Quando queste erano sole nella stanza, il 75% segnalava la presenza del fumo quasi immediatamente.
Tuttavia, quando nella stanza erano presenti anche due attori, istruiti su come comportarsi (fare finta di non notare niente di strano), solo il 10% delle persone segnalava il potenziale pericolo. 9 soggetti su 10 hanno continuato a lavorare sul questionario, sfregandosi gli occhi e tossendo di tanto in tanto.
L’esperimento è stato un ottimo esempio di come le persone rispondano più lentamente (o per niente) a situazioni di emergenza in presenza di altri soggetti passivi.
Sembriamo fare molto affidamento sulle risposte degli altri anche contro i nostri stessi istinti. Se il gruppo si comporta come se tutto andasse bene allora deve essere così, giusto? Sbagliato. Non lasciare che la passività degli altri si traduca nella tua inerzia.
Non dare sempre per scontato che qualcun altro ti aiuterà, che qualcuno è incaricato di agire per conto di altri. Sii tu ad agire!
3. La scala del pianoforte
Con questo esperimento chiamato “The Fun Theory” (la teoria del divertimento), la Volkswagen voleva dimostrare che il comportamento delle persone può essere migliorato rendendo più divertenti le noiose attività quotidiane.
L’azienda dipinse una tastiera di pianoforte sulle scale di una stazione della metropolitana di Stoccolma, predisponendo ogni gradino all’emissione di una nota sonora. Lo scopo era quello di indurre più persone a scegliere l’opzione più salutare, ovvero usare le scale invece delle scale mobili.
I risultati hanno mostrato che quel giorno il 66% di persone in più ha fatto le scale rispetto al solito, dimostrando che la teoria del divertimento funziona.
4. L’esperimento sociale della Carlsberg
In questo esperimento sociale del birrificio danese Carlsberg una serie di coppie entrano, una alla volta, in un cinema affollato, dove sono rimasti liberi solo due posti, proprio nel mezzo, mentre tutti gli altri sono occupati da motociclisti dall’aspetto piuttosto duro e tatuato.
Solo pochissime coppie occupano i posti liberi. La maggioranza preferisce andare via. Chi resta è premiato con gli applausi della folla e un giro di birre Carlsberg gratuite. L’esperimento dimostra come i pregiudizi spesso ci ingannano.
5. Il violinista nella metro
Nel gennaio 2007 circa un migliaio di pendolari mattutini che passavano per una stazione della metropolitana di Washington D.C. hanno assistito, senza pubblicità, a un mini-concerto gratuito. Il concerto venne eseguito dal violinista Joshua Bell col suo violino Stradivari del 1713 da 3,5 milioni di dollari.
Solo 6 persone si sono fermate ad ascoltare per un po’, mentre 20 passanti gli diedero qualche spicciolo, ma continuarono a camminare per la loro strada. Alla fine del concerto nessuno gli applaudì e il violinista raccolse 32 dollari. Nessuno si accorse che uno dei migliori musicisti al mondo aveva suonato uno dei pezzi più intricati mai scritti con un violino pregiatissimo.

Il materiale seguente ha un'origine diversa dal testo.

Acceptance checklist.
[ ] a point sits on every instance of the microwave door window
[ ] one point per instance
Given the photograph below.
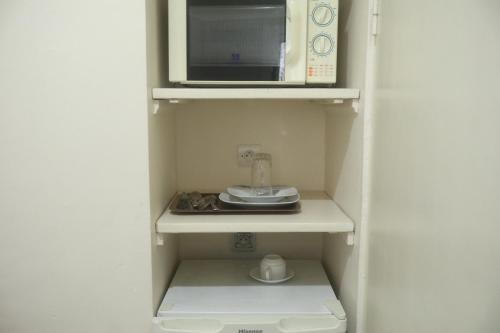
(228, 42)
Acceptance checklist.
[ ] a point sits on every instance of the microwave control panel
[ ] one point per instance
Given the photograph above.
(322, 30)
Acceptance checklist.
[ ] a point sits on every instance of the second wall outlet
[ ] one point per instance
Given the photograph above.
(244, 242)
(246, 153)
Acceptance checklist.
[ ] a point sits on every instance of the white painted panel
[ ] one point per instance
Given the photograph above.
(162, 165)
(208, 134)
(74, 212)
(434, 223)
(344, 152)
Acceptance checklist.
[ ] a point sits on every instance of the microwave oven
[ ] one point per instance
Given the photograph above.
(252, 42)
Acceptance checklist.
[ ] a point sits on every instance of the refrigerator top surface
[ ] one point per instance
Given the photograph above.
(224, 287)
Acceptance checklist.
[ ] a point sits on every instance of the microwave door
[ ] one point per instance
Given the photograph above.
(236, 40)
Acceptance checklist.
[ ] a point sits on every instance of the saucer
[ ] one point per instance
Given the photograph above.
(255, 274)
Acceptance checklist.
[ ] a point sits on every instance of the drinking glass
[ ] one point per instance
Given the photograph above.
(261, 174)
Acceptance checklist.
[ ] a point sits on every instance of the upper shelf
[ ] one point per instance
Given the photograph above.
(319, 214)
(330, 95)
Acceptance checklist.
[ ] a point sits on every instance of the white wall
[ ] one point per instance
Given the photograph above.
(434, 223)
(219, 246)
(208, 134)
(74, 207)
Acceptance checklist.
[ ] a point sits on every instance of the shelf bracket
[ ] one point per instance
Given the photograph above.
(160, 241)
(156, 107)
(349, 238)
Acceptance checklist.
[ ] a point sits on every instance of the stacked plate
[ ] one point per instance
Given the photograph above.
(246, 196)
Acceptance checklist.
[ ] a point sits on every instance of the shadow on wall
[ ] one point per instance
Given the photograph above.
(339, 127)
(336, 255)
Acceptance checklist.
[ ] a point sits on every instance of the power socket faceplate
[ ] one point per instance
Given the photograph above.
(246, 153)
(244, 242)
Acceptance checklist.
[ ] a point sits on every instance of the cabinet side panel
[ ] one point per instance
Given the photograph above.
(162, 150)
(344, 135)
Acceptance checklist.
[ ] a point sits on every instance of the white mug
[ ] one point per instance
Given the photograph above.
(272, 267)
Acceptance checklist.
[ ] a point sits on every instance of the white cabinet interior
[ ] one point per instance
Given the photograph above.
(316, 147)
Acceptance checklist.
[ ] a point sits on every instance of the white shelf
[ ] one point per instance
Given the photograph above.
(319, 214)
(332, 95)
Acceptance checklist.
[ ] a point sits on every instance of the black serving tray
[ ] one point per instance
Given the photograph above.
(180, 206)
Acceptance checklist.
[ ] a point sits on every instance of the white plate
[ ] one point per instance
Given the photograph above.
(255, 274)
(230, 199)
(246, 193)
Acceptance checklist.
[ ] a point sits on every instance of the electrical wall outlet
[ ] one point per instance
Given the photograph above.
(246, 153)
(244, 242)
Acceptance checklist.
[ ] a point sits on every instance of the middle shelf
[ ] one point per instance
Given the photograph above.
(319, 214)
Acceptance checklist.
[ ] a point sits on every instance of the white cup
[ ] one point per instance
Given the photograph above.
(272, 267)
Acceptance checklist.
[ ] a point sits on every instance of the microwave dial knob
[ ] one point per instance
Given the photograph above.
(323, 15)
(322, 45)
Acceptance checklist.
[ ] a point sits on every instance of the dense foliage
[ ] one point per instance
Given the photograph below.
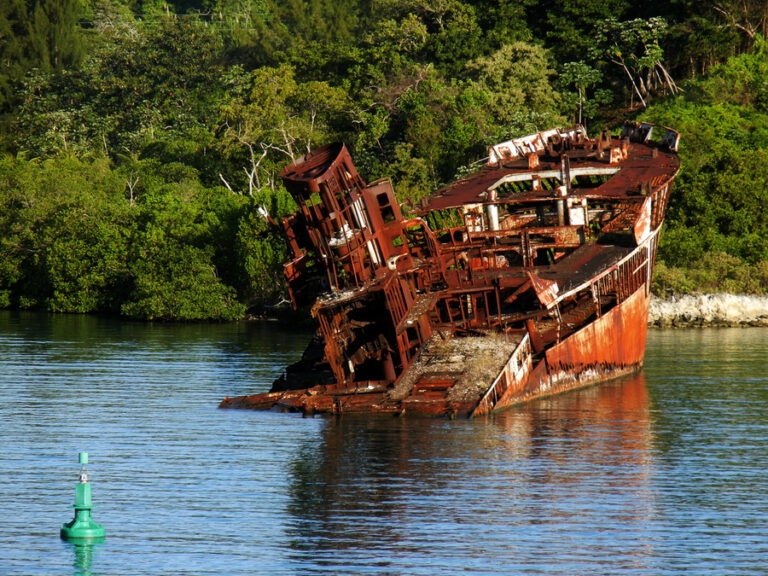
(142, 137)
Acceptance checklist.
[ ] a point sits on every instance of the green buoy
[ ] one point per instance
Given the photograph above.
(82, 527)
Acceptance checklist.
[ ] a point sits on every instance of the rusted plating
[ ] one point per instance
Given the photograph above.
(551, 243)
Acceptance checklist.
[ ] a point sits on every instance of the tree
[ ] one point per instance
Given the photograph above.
(635, 46)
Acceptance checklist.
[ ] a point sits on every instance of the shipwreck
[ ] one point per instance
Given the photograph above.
(529, 277)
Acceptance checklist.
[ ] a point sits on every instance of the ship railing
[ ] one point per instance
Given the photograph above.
(621, 279)
(513, 375)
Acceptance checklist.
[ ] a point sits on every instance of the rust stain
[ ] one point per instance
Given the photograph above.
(528, 277)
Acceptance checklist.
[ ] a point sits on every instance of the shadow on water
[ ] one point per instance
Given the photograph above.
(420, 488)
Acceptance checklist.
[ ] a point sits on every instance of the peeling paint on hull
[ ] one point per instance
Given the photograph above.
(526, 279)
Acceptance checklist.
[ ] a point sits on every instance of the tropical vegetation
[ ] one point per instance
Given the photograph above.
(140, 140)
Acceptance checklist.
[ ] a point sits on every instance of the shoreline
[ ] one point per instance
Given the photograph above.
(708, 310)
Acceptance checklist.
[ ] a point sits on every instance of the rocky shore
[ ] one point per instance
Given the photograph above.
(705, 310)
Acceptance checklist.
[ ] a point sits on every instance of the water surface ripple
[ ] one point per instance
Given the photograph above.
(659, 473)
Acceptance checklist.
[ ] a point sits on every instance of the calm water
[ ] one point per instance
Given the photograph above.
(660, 473)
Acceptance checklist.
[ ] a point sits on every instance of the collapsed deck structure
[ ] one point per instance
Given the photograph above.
(528, 277)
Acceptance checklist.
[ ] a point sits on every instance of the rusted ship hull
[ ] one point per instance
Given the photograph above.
(502, 288)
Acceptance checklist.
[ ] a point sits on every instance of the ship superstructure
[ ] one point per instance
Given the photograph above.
(528, 277)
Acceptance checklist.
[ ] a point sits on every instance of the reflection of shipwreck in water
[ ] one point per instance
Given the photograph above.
(529, 277)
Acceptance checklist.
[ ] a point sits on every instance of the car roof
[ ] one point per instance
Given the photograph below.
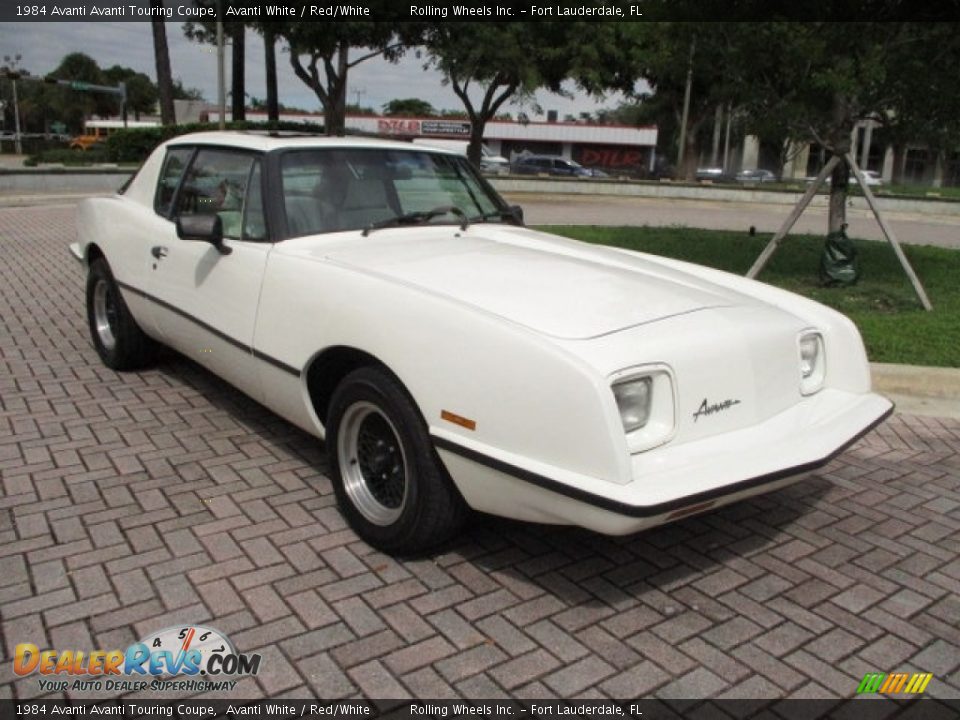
(266, 141)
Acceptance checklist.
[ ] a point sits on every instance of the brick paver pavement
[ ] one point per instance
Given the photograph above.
(134, 502)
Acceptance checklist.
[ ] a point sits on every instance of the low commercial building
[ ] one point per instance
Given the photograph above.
(616, 149)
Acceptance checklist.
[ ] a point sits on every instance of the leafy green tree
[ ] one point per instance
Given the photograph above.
(180, 92)
(142, 94)
(409, 107)
(161, 54)
(825, 77)
(322, 54)
(489, 64)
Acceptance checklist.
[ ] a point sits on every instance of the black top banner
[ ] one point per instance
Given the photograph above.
(261, 11)
(548, 709)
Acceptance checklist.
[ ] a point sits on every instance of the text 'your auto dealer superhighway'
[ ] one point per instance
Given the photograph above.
(535, 11)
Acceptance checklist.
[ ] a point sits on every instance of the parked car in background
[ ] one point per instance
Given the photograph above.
(756, 176)
(385, 299)
(716, 175)
(549, 165)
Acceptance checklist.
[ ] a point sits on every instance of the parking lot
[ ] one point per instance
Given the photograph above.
(131, 503)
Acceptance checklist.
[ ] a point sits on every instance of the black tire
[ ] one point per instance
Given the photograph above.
(400, 513)
(117, 338)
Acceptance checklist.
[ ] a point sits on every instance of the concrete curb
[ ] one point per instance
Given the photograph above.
(918, 390)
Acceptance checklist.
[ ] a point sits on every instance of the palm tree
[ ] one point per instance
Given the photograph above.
(162, 55)
(238, 56)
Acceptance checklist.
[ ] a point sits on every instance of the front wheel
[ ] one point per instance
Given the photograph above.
(117, 338)
(389, 482)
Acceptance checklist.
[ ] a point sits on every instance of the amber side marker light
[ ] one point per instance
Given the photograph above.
(458, 420)
(692, 510)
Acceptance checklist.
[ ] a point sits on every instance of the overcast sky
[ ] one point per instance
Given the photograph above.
(372, 83)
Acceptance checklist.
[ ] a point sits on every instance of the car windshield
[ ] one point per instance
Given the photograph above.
(333, 190)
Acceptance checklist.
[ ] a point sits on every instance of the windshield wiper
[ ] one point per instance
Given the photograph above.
(418, 217)
(500, 214)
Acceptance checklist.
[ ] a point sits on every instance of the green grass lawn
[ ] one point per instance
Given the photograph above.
(894, 326)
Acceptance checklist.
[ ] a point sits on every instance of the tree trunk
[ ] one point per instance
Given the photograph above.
(475, 148)
(162, 56)
(237, 80)
(899, 155)
(691, 157)
(839, 184)
(270, 60)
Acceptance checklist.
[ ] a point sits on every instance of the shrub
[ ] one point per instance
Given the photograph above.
(69, 156)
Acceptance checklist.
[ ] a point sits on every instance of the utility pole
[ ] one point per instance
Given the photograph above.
(13, 73)
(686, 106)
(221, 82)
(726, 141)
(17, 144)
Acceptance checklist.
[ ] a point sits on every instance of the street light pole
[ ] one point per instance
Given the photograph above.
(17, 145)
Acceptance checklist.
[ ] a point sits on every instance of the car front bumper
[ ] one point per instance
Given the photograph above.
(670, 482)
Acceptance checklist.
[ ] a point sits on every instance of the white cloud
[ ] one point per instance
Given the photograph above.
(373, 83)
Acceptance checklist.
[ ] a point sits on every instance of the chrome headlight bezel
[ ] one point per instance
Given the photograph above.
(812, 361)
(661, 415)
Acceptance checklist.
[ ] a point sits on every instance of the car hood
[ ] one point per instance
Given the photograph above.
(555, 286)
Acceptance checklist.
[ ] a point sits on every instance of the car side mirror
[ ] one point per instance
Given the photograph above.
(207, 228)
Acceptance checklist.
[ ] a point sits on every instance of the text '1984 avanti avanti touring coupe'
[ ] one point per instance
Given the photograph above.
(382, 296)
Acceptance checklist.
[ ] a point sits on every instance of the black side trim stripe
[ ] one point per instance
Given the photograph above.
(643, 511)
(212, 330)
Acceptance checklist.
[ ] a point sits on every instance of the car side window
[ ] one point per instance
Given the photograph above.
(216, 184)
(173, 166)
(254, 224)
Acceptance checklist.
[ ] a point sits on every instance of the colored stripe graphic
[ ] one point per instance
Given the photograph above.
(893, 683)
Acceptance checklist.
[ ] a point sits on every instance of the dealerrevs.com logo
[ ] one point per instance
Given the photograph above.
(203, 655)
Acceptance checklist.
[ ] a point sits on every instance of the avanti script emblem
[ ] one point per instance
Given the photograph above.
(707, 409)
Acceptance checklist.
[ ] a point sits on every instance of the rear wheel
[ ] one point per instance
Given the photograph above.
(117, 338)
(389, 482)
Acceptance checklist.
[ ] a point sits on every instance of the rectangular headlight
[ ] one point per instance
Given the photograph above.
(812, 362)
(633, 401)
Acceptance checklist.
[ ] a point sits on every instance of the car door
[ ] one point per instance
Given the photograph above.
(206, 296)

L’esperimento ha sollevato alcune domande interessanti su come non solo valutiamo la bellezza, ma quanto l’ambientazione e la presentazione fanno la differenza. Tre giorni prima, Bell aveva suonato alla Symphony Hall di Boston, dove c’era stato il tutto esaurito e i biglietti costavano oltre 100 dollari.
6. L’esperimento della caverna dei ladri
Questo esperimento ha testato la teoria del conflitto realistico ed è un esempio di come atteggiamenti e comportamenti negativi sorgano tra gruppi a causa della competizione per risorse limitate.
Gli sperimentatori hanno portato due gruppi di ragazzi di 11 e 12 anni in quello che pensavano fosse un campo estivo. Per la prima settimana i due gruppi di ragazzi sono stati separati e non si conoscevano. Durante questo periodo, i ragazzi hanno stretto un legame con gli altri ragazzi del loro gruppo.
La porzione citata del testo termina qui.